O que escrevi na Revista Imprensa é que, com a chegada dessa nova maneira de gravar com imagens, surgiu também uma nova palavra, um neologismo: digígrafo. Escrevi que Henri-Cartier Bresson, por exemplo, com uma simples e mecânica Leica consagrou-se no século que agora termina.


Fiquei triste em ver alguém que se diz do mercado jornalístico, se preocupar com o "salário de ministro" de alguns fotógrafos. Imaginei que, ao contrário, fosse se preocupar com o salário de gari que, infelizmente, alguns companheiros percebem.
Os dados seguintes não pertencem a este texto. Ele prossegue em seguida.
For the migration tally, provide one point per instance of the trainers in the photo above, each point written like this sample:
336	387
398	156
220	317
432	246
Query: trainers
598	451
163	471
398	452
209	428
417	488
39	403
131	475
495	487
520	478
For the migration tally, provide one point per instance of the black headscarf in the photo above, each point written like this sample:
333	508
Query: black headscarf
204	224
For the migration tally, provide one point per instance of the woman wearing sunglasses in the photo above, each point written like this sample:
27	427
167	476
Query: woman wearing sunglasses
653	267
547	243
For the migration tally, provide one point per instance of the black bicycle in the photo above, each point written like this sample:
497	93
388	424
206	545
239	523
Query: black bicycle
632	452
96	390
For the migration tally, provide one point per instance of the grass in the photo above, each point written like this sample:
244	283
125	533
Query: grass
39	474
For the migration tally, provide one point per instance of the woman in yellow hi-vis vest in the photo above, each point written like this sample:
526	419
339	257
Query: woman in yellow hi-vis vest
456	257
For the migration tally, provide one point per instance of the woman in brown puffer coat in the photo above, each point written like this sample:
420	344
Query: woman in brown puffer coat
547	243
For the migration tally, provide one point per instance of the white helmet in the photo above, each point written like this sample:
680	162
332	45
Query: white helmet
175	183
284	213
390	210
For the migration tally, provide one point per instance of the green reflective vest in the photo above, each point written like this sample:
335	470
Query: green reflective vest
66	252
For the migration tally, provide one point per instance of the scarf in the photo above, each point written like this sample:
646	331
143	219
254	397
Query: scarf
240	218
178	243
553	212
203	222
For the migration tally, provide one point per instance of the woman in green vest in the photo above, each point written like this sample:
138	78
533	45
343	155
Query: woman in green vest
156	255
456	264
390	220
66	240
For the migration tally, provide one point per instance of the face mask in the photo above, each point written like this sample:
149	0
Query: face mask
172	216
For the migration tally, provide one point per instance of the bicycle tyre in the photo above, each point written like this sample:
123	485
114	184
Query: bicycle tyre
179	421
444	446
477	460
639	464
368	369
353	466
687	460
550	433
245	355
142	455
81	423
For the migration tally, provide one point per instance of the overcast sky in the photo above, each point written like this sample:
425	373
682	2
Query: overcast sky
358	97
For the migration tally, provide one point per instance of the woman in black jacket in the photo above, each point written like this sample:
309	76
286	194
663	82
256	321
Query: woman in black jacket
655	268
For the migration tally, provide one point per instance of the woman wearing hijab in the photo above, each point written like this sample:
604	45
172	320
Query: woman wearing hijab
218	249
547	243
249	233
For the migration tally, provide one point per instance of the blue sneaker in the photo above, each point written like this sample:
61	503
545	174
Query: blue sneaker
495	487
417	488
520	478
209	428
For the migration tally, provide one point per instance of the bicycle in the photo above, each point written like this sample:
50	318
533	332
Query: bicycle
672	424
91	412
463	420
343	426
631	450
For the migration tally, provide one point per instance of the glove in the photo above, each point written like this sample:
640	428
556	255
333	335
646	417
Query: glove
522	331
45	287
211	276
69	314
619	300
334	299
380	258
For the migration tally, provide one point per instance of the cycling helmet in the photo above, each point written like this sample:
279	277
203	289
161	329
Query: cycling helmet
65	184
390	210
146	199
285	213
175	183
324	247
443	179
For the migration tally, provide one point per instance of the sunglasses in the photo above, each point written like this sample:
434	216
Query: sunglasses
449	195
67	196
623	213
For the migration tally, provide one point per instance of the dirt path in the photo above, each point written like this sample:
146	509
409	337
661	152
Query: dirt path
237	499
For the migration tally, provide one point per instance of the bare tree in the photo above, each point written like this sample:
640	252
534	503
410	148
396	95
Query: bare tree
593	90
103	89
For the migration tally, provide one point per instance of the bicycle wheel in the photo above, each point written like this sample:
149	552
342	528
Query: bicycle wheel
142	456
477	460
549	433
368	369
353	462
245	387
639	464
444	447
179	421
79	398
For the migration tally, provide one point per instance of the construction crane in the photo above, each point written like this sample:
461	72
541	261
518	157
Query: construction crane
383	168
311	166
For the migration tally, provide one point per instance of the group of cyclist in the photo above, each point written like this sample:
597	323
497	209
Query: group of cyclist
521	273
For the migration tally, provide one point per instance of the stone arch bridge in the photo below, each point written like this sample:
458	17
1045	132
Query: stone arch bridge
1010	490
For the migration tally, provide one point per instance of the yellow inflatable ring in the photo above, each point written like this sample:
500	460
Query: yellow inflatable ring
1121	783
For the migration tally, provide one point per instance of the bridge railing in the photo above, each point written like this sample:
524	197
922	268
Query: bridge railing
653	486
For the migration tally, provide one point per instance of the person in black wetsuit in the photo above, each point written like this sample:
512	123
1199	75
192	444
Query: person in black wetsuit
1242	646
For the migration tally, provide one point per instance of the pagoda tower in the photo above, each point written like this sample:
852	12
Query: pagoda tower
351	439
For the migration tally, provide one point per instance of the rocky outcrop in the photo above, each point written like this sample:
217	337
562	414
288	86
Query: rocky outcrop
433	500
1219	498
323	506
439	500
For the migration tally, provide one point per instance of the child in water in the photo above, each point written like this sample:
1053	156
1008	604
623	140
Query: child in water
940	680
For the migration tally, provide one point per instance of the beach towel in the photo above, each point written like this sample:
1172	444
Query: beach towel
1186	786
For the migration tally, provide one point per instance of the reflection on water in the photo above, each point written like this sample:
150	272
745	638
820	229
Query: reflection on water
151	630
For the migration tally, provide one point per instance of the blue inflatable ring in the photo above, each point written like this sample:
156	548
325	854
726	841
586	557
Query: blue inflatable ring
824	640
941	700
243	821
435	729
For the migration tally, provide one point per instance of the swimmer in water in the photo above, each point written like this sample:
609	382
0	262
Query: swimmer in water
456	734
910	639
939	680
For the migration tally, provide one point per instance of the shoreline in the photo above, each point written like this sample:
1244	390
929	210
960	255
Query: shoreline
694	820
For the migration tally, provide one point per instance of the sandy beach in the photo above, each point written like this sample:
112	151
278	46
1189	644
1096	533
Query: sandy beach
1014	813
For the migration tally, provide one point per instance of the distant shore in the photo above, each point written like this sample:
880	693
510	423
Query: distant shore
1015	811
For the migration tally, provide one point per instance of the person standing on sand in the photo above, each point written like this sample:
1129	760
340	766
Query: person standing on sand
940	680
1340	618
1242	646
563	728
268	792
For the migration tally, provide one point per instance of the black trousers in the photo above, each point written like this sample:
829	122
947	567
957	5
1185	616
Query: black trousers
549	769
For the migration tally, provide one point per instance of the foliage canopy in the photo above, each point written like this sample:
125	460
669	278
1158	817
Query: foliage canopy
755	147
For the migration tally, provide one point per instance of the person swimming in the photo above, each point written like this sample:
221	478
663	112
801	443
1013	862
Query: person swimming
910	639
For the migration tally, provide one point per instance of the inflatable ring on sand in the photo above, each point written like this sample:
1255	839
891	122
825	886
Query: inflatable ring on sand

Quanto ao indigitado Bittar estar temerário pelo futuro daqueles que brilham com fotografias, numa possível alusão a mim e a outros fotógrafos (como os consagrados Pedro Martinelli, Evandro Teixeira e outros), tenho a dizer o seguinte: dispenso, com toda segurança, tal preocupação. Comiseração, ou seja, pena, tenho eu em relação a ele, que sempre sonhou em aprender a bater retrato. Para lembrar, uma coincidência, Evandro e Martinelli publicaram neste ano, dois importantes livros de fotografia no Brasil. Até sugiro ao senhor Bittar que procure melhorar seu minúsculo conhecimento sobre o tema, apreciando-os, ao invés de preferir desconhecê-los.


Uma coisa, no entanto, lhe deve ser reconhecida. O espírito de luta e tenacidade para permanecer no meio fotográfico. E desde os tempos em que, esse senhor se mostrava exímio bajulador à minha procura, em busca de um emprego. Emprego, diga-se, que lhe ofereci devido ao meu absoluto senso de humanidade, grande benevolência, solidariedade humana e misericórdia. Lamentei muito, depois, saber que o referido senhor não conseguira manter-se, por extrema falta de condições profissionais.


Eu poderia perder mais tempo na defesa dessa desagradável agressão que sofri. Mas tenho muito trabalho, especialmente porque estou envolvido com o fechamento de dois livros que estarei lançando ano que vem. Temo, inclusive, que o sucesso das duas obras poderá, mais um vez, fazer morrer de inveja alguns pobres diabos.


Obrigado,
Orlando Brito

e-mail: obrito@tba.com.br

Nota do Editor

"Quanto aos salários de garis"

Companheiro Brito,

Infelizmente quem deveria se preocupar com salários dos fotógrafos são alguns editores de fotografia (caciques) que chefiam suas respectivas equipes. Eu infelizmente, nos anos que passei pelos Jornal de Brasília (9 anos) e Correio Braziliense (7 anos), sempre recebi o pior salário da equipe, mas mesmo assim tenho a honra de lhe dizer que fui eu que ganhei os maiores prêmios de fotografia da história dos jornais que trabalhei. Também nunca tive o "status" e nunca indicaria fotógrafos feitos de "provetas", "genéricos", "transgênicos" e "biônicos" (você sabe que isso acontece com grandes nomes daqui de Brasília) que proliferam-se nas agências e jornais do fotojornalismo Brasiliense.